Follow these steps to protect yourself and those in your home:

  1. Avoid going outdoors at dawn and dusk when mosquitoes are most active
  2. Use insect repellent with DEET, picaridin or oil of lemon eucalyptus on exposed skin.
  3. Wear long sleeves and pants to leave less of your skin exposed. Spraying clothing with permethrin provides extra protection.
  4. Remove mosquito habitats from your property. Drain standing water where can mosquitoes breed, and maintain your swimming pool. Any amount of standing water can give mosquitoes a place to lay their eggs. The city is calling on residents to help control mosquito population by working with your neighbors to find standing water. Visit the EPA website for more information.


Mosquito traps have been placed at 42 Fort Worth fire stations, and will monitored. Mosquitoes will be tested, in partnership with Tarrant County Public Health, for. West Nile virus and St. Louis encephalitis.

Mosquitoes are not tested for the Zika virus since this virus hasn’t been identified locally.

Mosquito FAQ:

Q: Does Code or The City of Fort Worth place mosquito dunks at the request of residents?
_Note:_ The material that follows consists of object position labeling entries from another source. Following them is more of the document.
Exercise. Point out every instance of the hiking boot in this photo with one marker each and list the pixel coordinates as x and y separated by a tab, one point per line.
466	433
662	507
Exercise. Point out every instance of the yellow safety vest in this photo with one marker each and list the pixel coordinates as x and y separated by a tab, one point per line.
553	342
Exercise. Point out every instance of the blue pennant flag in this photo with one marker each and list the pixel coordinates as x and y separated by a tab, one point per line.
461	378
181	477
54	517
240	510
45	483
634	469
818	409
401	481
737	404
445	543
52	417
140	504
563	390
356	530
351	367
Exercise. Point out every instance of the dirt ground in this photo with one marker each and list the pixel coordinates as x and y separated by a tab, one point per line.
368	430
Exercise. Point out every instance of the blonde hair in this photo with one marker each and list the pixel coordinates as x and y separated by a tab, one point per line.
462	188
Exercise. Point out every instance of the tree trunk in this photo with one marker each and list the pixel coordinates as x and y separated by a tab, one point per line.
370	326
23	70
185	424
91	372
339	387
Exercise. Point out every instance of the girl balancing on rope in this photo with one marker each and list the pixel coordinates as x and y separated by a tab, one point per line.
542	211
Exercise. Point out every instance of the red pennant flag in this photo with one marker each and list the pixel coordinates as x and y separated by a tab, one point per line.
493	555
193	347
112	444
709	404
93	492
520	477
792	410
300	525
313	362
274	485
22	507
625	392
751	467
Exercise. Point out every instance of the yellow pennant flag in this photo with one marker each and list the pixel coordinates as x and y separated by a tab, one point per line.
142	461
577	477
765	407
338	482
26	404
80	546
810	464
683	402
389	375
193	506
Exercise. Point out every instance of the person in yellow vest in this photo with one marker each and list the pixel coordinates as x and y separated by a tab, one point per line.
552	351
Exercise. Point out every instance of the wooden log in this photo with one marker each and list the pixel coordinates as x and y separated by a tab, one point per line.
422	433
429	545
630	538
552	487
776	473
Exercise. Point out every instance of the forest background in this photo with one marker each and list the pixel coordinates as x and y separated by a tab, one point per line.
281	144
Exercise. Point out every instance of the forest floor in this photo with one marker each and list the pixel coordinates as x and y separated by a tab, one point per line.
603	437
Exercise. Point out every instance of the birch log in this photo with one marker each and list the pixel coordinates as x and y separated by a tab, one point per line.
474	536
If so, do we place them on private property?

A: We cannot treat private property for mosquitos, instead the the property owner will need to provide treatment. We can however provide mosquito dunks at no charge for the property owner to use. If a property owner makes a report of standing water, a health inspector will conduct an investigation of the surrounding area to see if there are any issues on public property that we can address. If there is an issue within the private property, the inspector will then advise the property owner on what they can do decrease mosquito-prone areas on their own property.